Sonador Ambulant: storia del suonatore ambulante a Milano tra cortili, osterie e feste
Milano, con la sua ricca tradizione popolare, è stata la culla di numerosi mestieri scomparsi. Tra questi spicca il Sonador Ambulant (suonatore ambulante), figura che per secoli ha animato strade, cortili e osterie con strumenti semplici — chitarra, fisarmonica, violino o organetto di Barberia — regalando alla città melodie allegre o malinconiche e momenti di socialità.
Origini e ruolo del sonador ambulant
Il mestiere ha origini antiche. In passato, per alcune persone con disabilità visive o fisiche la musica rappresentava una via di sostentamento e insieme una vocazione. Il suonatore non eseguiva soltanto brani strumentali: spesso cantava in dialetto milanese, recitava poesie popolari e, con un pizzico di teatralità, trasformava la strada in palcoscenico.

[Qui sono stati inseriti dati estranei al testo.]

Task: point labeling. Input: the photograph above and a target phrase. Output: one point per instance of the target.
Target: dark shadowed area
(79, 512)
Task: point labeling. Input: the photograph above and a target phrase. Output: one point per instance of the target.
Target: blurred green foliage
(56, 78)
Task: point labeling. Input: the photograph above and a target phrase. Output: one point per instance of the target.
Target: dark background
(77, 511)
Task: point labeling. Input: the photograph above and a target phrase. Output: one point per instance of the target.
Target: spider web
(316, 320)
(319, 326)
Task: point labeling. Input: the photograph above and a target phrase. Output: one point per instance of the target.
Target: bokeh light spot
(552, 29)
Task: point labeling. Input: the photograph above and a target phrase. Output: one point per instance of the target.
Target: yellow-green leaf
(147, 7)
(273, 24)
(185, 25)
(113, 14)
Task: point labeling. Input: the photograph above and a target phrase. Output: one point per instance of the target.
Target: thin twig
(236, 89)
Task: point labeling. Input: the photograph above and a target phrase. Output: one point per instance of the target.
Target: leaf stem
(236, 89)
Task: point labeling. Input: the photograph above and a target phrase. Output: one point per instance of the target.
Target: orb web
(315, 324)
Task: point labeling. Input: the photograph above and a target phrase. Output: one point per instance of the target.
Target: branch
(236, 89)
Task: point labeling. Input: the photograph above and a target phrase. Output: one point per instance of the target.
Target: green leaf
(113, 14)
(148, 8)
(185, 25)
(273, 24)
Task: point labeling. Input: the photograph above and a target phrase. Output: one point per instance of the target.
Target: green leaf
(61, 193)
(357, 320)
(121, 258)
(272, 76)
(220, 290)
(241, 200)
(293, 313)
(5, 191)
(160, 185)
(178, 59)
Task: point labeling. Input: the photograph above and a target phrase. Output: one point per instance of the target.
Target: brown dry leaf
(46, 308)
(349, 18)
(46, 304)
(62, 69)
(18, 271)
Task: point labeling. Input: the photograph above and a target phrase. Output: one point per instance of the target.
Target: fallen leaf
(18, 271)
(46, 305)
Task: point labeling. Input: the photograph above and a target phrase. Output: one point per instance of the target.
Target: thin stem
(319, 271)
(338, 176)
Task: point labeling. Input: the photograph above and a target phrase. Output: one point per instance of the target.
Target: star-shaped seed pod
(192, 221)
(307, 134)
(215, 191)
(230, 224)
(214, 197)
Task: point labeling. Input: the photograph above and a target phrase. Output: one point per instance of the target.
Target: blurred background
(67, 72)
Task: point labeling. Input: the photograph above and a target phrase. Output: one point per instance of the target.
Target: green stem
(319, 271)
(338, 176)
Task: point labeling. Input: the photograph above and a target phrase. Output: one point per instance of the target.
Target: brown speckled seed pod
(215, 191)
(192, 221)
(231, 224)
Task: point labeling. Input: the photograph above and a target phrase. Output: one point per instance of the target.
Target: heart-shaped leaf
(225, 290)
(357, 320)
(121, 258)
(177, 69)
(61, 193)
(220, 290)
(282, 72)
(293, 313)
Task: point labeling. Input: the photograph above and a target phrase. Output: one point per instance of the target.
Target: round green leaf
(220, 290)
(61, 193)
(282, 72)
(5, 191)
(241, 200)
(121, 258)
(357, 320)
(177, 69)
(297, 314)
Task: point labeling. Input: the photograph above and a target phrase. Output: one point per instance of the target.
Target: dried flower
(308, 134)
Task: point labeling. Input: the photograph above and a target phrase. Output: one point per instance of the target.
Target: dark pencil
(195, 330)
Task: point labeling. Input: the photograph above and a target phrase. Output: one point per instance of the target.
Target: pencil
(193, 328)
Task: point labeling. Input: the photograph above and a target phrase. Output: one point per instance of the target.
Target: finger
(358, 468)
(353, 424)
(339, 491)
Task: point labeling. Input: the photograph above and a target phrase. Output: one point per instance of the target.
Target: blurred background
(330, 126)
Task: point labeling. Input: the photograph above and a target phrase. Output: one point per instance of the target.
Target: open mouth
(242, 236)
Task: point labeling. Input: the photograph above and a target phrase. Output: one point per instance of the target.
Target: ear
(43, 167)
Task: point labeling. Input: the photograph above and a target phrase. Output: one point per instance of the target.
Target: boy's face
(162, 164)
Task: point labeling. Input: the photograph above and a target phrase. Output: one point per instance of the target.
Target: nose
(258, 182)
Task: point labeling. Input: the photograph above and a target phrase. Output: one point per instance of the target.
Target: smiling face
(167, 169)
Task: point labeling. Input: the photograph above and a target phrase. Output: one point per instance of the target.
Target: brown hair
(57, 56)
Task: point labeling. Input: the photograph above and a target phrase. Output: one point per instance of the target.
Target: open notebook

La giornata tipo tra strade, cortili e osterie
La giornata iniziava presto e si chiudeva tardi: mercati al mattino, case di ringhiera nel pomeriggio, osterie alla sera. La musica creava un legame: dopo qualche brano, passava il cappello o la mano aperta, in cambio di una moneta, un bicchiere, un sorriso. In quei gesti semplici stava il patto non scritto tra città e suonatori.
Una filastrocca che racconta un mestiere
Con la chitarra o la fisarmonica, violino o l'organetto di Barberia,
la canzone allegra o malinconica, in strada, in cortile o nell'osteria,
di musica si guadagnano la giornata suonando, cantando e poi stendendo la mano;
ogni giorno... è la solita menata! E così in tutto il mondo, non soltanto a Milano.
Schietta e ironica, la filastrocca restituisce la routine tenace del mestiere: fatica, resilienza, e la gioia di far cantare una comunità.
Dai solisti alle orchestrine di strada: la “Banda del Tirazza”
Accanto ai solisti circolavano complessini ambulanti, piccole formazioni per feste e fiere. Tra i nomi storici spicca la “Banda del Tirazza” (fine Settecento), considerata progenitrice delle orchestrine di strada: fiati, tamburi e organetti per matrimoni, sagre, processioni — il folklore sonoro che attraversava i rioni.

Il suonatore ambulante oggi
Oggi la figura del suonatore ambulante sopravvive in forme nuove: buskers, rievocazioni durante feste patronali, eventi e fiere. Cambiano norme e contesti, ma resta intatto lo spirito: portare musica e gioia, trasformando un angolo qualunque in uno spazio di condivisione.
Nota su linguaggio e sensibilità contemporanea
Alcune espressioni storiche legate a questo mestiere riflettono linguaggi dell’epoca e oggi possono risultare inadeguate. In questa pagina adottiamo termini rispettosi, mantenendo il valore documentario del passato senza riprodurne gli stereotipi.